Kurdish politician Sebahat Tuncel calls trustee appointment ‘policy of genocide’

Prominent Kurdish politician Sebahat Tuncel has called the Turkish government’s ousting of Hakkari province’s elected mayor a “policy of genocide.” The province's governor was appointed as trustee to the municipality, over the DEM Party mayor’s alleged ties with the outlawed PKK.

Ferhat Yaşar / DUVAR

The pro-Kurdish Peoples’ Equality and Democracy (DEM) Party’s Women’s Assembly on June 4 held a forum titled “Justice and Freedom from Kobanê to Gezi” in Istanbul. 

Prominent Kurdish politicians Sebahat Tuncel and Gültan Kışanak were among the speakers at the meeting. The politicians were recently released after spending over seven years in prison for the Kobanê trials. 
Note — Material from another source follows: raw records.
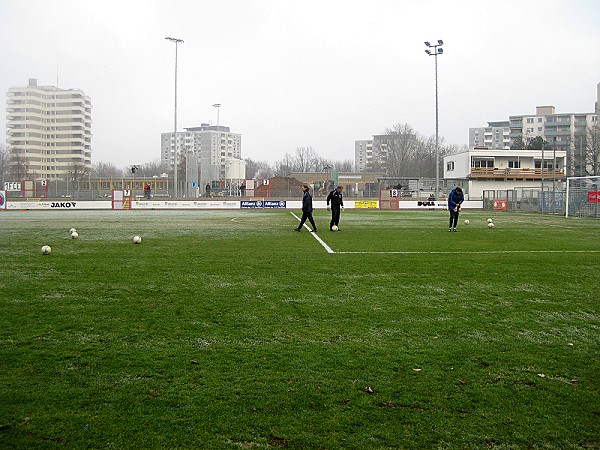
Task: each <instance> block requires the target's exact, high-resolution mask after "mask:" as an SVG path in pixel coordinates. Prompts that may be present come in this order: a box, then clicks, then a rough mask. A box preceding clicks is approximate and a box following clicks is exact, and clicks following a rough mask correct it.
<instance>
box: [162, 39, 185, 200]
mask: <svg viewBox="0 0 600 450" xmlns="http://www.w3.org/2000/svg"><path fill="white" fill-rule="evenodd" d="M165 39H166V40H167V41H171V42H174V43H175V118H174V122H175V125H174V133H173V148H174V164H173V184H174V186H173V188H174V197H175V198H177V197H178V195H179V194H178V192H179V189H178V186H177V183H178V181H177V44H179V43H181V44H183V39H178V38H172V37H166V38H165Z"/></svg>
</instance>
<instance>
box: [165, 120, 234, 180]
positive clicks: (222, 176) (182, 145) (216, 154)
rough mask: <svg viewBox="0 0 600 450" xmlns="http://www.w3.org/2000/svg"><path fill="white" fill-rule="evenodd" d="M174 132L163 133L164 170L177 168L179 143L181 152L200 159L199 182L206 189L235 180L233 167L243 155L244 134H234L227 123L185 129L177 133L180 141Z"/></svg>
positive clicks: (180, 151)
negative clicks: (230, 174) (233, 175)
mask: <svg viewBox="0 0 600 450" xmlns="http://www.w3.org/2000/svg"><path fill="white" fill-rule="evenodd" d="M173 135H174V133H173V132H170V133H161V161H162V165H163V169H165V170H167V171H173V167H174V161H175V159H174V155H175V144H176V145H177V153H183V154H194V155H195V156H196V157H197V158H198V161H199V163H200V179H199V183H200V186H201V188H202V189H203V190H204V189H205V186H206V185H207V184H208V185H210V186H211V188H217V187H218V186H219V185H221V184H222V183H225V182H226V181H227V180H231V178H229V177H230V175H229V173H230V170H229V169H230V168H231V167H229V166H231V165H232V164H233V165H236V164H237V163H236V162H237V161H239V160H240V159H241V157H242V135H241V134H238V133H232V132H231V130H230V129H229V127H226V126H223V125H219V126H218V127H217V126H214V125H209V124H207V123H202V124H201V125H200V126H199V127H190V128H185V131H184V132H177V137H176V140H175V139H174V136H173ZM175 141H176V142H175ZM244 176H245V175H244ZM243 178H244V177H242V180H243ZM236 179H237V178H236Z"/></svg>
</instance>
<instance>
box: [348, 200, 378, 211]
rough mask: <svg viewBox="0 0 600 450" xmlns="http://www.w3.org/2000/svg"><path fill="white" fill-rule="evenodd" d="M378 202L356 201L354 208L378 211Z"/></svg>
mask: <svg viewBox="0 0 600 450" xmlns="http://www.w3.org/2000/svg"><path fill="white" fill-rule="evenodd" d="M377 203H378V202H377V200H360V201H359V200H356V201H355V202H354V207H355V208H356V209H377V208H378V207H379V206H378V204H377Z"/></svg>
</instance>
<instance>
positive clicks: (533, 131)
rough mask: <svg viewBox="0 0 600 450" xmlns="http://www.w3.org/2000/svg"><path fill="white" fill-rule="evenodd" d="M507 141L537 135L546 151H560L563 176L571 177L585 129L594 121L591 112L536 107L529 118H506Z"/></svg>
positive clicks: (583, 135) (587, 128) (524, 140)
mask: <svg viewBox="0 0 600 450" xmlns="http://www.w3.org/2000/svg"><path fill="white" fill-rule="evenodd" d="M509 121H510V138H511V140H512V141H513V143H514V142H518V141H519V140H521V141H523V142H526V141H527V139H529V138H535V137H537V136H540V137H541V138H543V139H544V140H545V141H547V142H548V143H549V147H550V148H555V149H556V150H560V151H564V152H565V154H566V157H567V164H566V168H565V169H566V174H567V176H573V175H574V174H576V173H579V171H580V170H579V169H578V168H579V167H581V160H580V159H581V158H580V155H581V152H580V151H579V149H580V147H582V146H585V142H586V139H587V135H588V129H590V128H592V127H593V126H594V125H595V124H597V121H598V115H597V114H595V113H557V112H556V109H555V107H554V106H538V107H537V108H536V113H535V114H531V115H514V116H509Z"/></svg>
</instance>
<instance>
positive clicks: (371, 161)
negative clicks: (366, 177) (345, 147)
mask: <svg viewBox="0 0 600 450" xmlns="http://www.w3.org/2000/svg"><path fill="white" fill-rule="evenodd" d="M414 139H415V135H414V134H406V133H404V134H403V133H401V134H376V135H373V139H370V140H358V141H354V170H356V171H357V172H364V171H365V170H369V171H373V170H375V171H381V170H383V167H384V166H385V165H386V163H387V162H388V157H389V155H390V154H391V153H398V152H400V153H401V152H403V151H405V150H406V147H407V146H408V145H410V142H412V141H413V140H414Z"/></svg>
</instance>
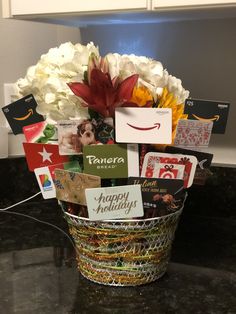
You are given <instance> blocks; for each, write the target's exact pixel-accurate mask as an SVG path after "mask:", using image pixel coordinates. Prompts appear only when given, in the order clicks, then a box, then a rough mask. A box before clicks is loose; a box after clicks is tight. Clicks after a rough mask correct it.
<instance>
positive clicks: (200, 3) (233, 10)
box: [2, 0, 236, 27]
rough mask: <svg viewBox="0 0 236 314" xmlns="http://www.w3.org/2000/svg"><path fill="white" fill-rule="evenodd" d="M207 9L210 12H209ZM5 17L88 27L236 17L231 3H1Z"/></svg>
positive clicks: (102, 0) (113, 1) (51, 1)
mask: <svg viewBox="0 0 236 314" xmlns="http://www.w3.org/2000/svg"><path fill="white" fill-rule="evenodd" d="M209 9H210V10H211V11H209ZM2 12H3V17H5V18H15V19H23V20H27V19H28V20H34V21H40V22H47V23H54V24H64V25H70V26H78V27H82V26H87V25H101V24H123V23H126V24H131V23H139V24H140V23H151V22H160V21H170V20H182V19H195V18H197V19H201V18H206V17H211V18H212V17H221V18H222V17H228V16H236V1H232V0H226V1H223V0H128V1H127V0H119V1H110V0H99V1H93V0H87V1H78V0H68V1H64V0H57V1H56V0H50V1H48V0H41V1H40V2H39V1H36V0H2Z"/></svg>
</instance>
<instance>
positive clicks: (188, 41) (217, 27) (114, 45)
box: [81, 19, 236, 145]
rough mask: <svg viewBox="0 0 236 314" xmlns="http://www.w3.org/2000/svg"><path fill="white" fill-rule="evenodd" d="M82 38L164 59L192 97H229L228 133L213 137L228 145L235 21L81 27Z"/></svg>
mask: <svg viewBox="0 0 236 314" xmlns="http://www.w3.org/2000/svg"><path fill="white" fill-rule="evenodd" d="M81 37H82V42H83V43H86V42H88V41H90V40H93V41H94V43H95V44H97V45H99V47H100V53H102V54H105V53H107V52H119V53H134V54H137V55H146V56H150V57H153V58H155V59H157V60H159V61H161V62H162V63H163V65H164V67H166V68H167V70H168V71H169V73H171V74H173V75H175V76H177V77H179V78H181V79H182V81H183V86H184V87H185V88H186V89H189V90H190V95H191V97H196V98H203V99H212V100H227V101H230V102H231V110H230V113H231V114H230V117H229V123H228V126H227V131H226V132H227V133H226V135H225V136H222V135H214V137H213V139H214V141H215V142H217V143H224V144H226V145H227V142H228V141H231V140H232V139H230V137H231V135H232V133H235V126H234V121H235V119H236V79H235V76H236V19H219V20H208V21H204V20H202V21H184V22H171V23H160V24H146V25H144V24H140V25H118V26H115V25H112V26H100V27H98V26H96V27H88V28H84V29H81ZM235 142H236V141H235Z"/></svg>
In her speech, Gültan Kışanak addressed the trustee appointment in the eastern province of Hakkari, saying the government was attempting "what they could not achieve in Van.” The government’s appointment revealed “the serious democracy crisis” in Turkey.  

Kışanak emphasized how the trustee mayors issue was a problem beyond politics for women in Kurdish provinces.  

“When local democratic governance develops, women can breathe. Trustee mayors, on the other hand, suffocate women.” 

The trustee mayors of the past had shut down women’s institutions which led to an increase in femicides. 

“Whereas we had almost eliminated it when we ran our provinces. When we established the violence hotline in Diyarbakır, we barely received any reports.”

According to Kışanak, traditional societal judgments had changed under Kurdish administrations, and with the shift in societal gender values, violence against women had disappeared.

"Democracy either exists or it doesn't. There can't be democracy for the West and none for the East, for men but not for women.” 

“If women are free, society will be free. There can be no democracy or freedom in a society where half of it is enslaved, where Kurds are enslaved. The struggle for democracy is comprehensive," she added.

Sebahat Tuncel spoke after Kışanak. In her speech, she criticized court rulings against Kurdish politicians. 

"The trustee appointment in Hakkari is a policy of genocide. Is there anyone who is a Kurdish advocate of democracy in Turkey who has not been sued? No.”

Tuncel continued, “As long as there is no independent judiciary in Turkey, the court decisions against Kurdish politicians, feminists, and socialists are biased, and we do not recognize them.”

The politician also criticized the main opposition Republican People’s Party (CHP) for their reaction to the trustee appointment in Hakkari. “CHP members say let the court decide, but do these courts make fair decisions?"

"Trustee appointments are a political issue, not legal. It is the usurpation of the Kurds' right to self-govern. It is oppression. You elect a mayor or a deputy, and they are imprisoned; the heads of associations, the members, and leaders of civil society organizations are imprisoned.”

Tuncel drew attention to the arbitrary use of the law, “As long as this law exists, everyone can be labeled a terrorist.” 

A Turkish court on May 16 gave the final verdicts of the Kobanê case, and handed out prison sentences to 28 Kurdish politicians including Selahattin Demirtaş, Figen Yüksekdağ, and Ahmet Türk.

Kışanak and Tuncel were sentenced to 12 years for “being a member of an armed terrorist organization,” but the court released them on judicial control considering the duration of detention.

Kışanak was the co-mayor of Diyarbakır from the Peoples' Democratic Party (HDP) when the Interior Ministry ousted and replaced the post with a trustee mayor. 

Tuncel served as an independent Istanbul deputy between 2007 and 2015, and was the co-chair of the HDP in 2013-2014 with Ertuğrul Kürkçü. Since 2014, she has been associated with the Democratic Regions Party (DBP).